# Thread: How do non right angle triangles differ from right angle triangles

1. ## How do non right angle triangles differ from right angle triangles

I'm trying to solve what seems to be a basic triangle question but I keep getting strange results.

So I did $x1 = \frac{8}{\tan 14} = 32$

Then I did $a1 = \frac{8}{32} = 14$

Subsequently $x2 = 32^2+8^2 = 1088 \sqrt{1088} = 33$

So now I can say angle $a2 = 152$

Making the final triangle look like this

I don't think it is correct though, I'm trying to use SohCahToa to solve this problem :/ Please help

2. ## Re: How do non right angle triangles differ from right angle triangles

Originally Posted by uperkurk
I'm trying to solve what seems to be a basic triangle question but I keep getting strange results.

What are you asked to do?
What do you know about the unknowns in the figure?

And NO you cannot apply trigonometric function here unless there is much more information that you have given us.

3. ## Re: How do non right angle triangles differ from right angle triangles

Sorry I should have been a little more descriptive, I have to figure out what the unknowns are, as in x1, x2, a1 and a2. I can easily do it if I make it a right angled triangle, but for some reason this irregular triangle follows different rules?

4. ## Re: How do non right angle triangles differ from right angle triangles

Originally Posted by uperkurk
Sorry I should have been a little more descriptive, I have to figure out what the unknowns are, as in x1, x2, a1 and a2. I can easily do it if I make it a right angled triangle, but for some reason this irregular triangle follows different rules?
Well, from what you posted it impossible to do that.
If we know that the triangle is isosceles, then that would help.
But as is, nothing.

5. ## Re: How do non right angle triangles differ from right angle triangles

Well note to self, don't try to invent your own problems because they fail. Lol thanks anyway.

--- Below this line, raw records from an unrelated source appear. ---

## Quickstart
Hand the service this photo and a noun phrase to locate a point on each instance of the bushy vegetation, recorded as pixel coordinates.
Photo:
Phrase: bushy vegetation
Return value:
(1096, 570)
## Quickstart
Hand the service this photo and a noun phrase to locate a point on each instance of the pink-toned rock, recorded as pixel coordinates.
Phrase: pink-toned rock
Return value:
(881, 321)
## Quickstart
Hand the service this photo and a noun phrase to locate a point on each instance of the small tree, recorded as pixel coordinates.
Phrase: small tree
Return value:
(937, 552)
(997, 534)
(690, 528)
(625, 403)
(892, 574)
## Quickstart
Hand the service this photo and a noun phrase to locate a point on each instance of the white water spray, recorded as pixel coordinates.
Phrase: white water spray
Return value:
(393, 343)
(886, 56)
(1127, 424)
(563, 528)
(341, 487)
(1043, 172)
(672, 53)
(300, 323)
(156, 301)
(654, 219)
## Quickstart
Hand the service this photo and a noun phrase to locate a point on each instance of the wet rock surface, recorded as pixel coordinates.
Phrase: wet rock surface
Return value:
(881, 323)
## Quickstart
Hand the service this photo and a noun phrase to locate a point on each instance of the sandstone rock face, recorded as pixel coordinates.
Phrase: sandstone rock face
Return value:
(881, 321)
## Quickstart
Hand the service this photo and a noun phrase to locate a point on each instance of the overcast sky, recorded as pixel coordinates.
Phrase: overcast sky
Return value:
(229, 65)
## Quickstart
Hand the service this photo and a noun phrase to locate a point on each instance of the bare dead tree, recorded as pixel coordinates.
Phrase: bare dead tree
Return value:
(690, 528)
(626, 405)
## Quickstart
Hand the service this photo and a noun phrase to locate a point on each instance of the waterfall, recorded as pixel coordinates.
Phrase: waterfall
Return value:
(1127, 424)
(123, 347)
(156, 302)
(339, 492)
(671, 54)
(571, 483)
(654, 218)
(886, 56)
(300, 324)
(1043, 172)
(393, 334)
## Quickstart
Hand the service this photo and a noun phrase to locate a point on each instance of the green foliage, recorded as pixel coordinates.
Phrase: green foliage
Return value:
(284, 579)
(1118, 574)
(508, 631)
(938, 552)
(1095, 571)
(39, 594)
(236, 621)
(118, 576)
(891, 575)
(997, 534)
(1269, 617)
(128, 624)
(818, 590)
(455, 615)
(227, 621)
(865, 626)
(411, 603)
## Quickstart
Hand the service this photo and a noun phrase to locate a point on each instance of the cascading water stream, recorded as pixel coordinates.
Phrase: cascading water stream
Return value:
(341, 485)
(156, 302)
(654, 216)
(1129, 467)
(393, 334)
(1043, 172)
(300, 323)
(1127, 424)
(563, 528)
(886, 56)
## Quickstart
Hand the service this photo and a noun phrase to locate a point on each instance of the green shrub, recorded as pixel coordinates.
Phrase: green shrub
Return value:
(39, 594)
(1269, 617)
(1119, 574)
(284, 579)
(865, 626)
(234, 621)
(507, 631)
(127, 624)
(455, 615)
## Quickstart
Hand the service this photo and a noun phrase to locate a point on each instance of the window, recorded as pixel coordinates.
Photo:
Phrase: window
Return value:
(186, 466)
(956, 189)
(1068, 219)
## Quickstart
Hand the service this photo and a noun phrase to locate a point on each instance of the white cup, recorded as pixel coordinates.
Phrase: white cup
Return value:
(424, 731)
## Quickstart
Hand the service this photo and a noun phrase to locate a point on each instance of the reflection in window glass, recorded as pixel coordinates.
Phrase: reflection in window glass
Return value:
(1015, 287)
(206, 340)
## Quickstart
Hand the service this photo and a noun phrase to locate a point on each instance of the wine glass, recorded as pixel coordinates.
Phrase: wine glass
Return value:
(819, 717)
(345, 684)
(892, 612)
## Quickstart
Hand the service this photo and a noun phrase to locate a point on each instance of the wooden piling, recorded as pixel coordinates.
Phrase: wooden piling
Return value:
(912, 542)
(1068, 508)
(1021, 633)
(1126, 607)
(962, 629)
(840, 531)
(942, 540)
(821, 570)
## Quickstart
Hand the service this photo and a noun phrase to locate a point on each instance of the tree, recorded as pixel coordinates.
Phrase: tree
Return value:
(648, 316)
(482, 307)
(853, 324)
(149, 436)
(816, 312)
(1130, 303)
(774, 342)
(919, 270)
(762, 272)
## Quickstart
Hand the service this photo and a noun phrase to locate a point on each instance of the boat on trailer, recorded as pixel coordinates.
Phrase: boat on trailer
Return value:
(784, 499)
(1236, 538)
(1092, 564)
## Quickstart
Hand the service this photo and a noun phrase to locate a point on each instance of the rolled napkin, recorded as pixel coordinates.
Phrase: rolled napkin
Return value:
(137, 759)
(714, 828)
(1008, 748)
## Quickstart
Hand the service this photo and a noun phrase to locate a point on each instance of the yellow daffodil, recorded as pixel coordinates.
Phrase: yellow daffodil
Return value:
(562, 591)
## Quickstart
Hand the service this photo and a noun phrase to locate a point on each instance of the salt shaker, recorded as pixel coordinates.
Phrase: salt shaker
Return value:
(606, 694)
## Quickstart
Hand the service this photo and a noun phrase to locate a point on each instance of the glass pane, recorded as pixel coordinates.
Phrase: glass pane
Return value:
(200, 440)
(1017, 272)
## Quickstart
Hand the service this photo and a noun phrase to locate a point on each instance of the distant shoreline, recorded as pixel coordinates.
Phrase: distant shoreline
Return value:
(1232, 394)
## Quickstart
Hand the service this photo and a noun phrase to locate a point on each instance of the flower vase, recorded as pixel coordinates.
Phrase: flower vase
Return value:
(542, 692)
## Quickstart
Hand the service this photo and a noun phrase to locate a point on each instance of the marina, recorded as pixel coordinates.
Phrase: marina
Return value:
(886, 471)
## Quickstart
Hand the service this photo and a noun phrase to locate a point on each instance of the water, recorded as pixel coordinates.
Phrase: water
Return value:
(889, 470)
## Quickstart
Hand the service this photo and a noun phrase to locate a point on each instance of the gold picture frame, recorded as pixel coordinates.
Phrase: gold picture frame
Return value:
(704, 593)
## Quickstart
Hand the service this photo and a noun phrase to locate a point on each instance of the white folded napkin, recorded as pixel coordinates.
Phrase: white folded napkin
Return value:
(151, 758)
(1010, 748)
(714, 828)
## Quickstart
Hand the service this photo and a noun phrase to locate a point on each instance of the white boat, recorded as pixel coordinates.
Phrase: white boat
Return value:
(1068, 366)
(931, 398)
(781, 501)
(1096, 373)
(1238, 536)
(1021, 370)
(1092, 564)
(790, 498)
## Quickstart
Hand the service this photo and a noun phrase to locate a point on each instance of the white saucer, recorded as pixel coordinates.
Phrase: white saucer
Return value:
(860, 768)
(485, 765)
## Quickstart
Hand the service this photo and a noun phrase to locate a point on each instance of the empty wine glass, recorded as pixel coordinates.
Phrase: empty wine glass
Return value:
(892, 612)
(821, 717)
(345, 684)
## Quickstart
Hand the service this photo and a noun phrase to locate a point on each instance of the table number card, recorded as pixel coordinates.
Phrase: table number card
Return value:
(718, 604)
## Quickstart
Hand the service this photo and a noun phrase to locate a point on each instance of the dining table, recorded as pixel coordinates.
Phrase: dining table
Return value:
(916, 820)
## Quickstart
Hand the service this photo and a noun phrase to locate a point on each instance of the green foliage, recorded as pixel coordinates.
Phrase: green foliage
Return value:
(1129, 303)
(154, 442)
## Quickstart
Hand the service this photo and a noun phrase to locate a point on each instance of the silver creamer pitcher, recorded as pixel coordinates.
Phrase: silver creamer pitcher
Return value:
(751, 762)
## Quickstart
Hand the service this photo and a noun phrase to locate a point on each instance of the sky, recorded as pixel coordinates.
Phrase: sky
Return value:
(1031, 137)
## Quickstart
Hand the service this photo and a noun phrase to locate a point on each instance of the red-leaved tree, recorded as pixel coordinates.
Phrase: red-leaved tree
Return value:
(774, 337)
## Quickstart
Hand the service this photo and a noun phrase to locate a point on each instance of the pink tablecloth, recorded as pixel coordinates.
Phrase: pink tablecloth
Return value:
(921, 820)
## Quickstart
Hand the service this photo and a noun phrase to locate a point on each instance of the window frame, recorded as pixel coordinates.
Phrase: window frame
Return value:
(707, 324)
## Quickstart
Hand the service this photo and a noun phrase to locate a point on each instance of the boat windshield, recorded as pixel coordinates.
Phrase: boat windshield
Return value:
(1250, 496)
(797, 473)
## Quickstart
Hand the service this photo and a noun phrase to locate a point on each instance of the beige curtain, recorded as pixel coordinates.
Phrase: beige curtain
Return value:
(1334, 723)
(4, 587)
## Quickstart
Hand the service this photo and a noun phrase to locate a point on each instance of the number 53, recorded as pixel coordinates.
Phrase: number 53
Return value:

6. ## Re: How do non right angle triangles differ from right angle triangles

You should remember, from geometry, such "congurence" theorems as "SSS", "SAS", "ASA", etc. Generally, if three parts of two triangles are the same then the two triangles are congruent. For others (and even three may not be enough- there is no "ASS" congruence theorem!) there may be non-congruent triangles with the same information, so you cannot calculate the size of the other parts from two parts of a triangle.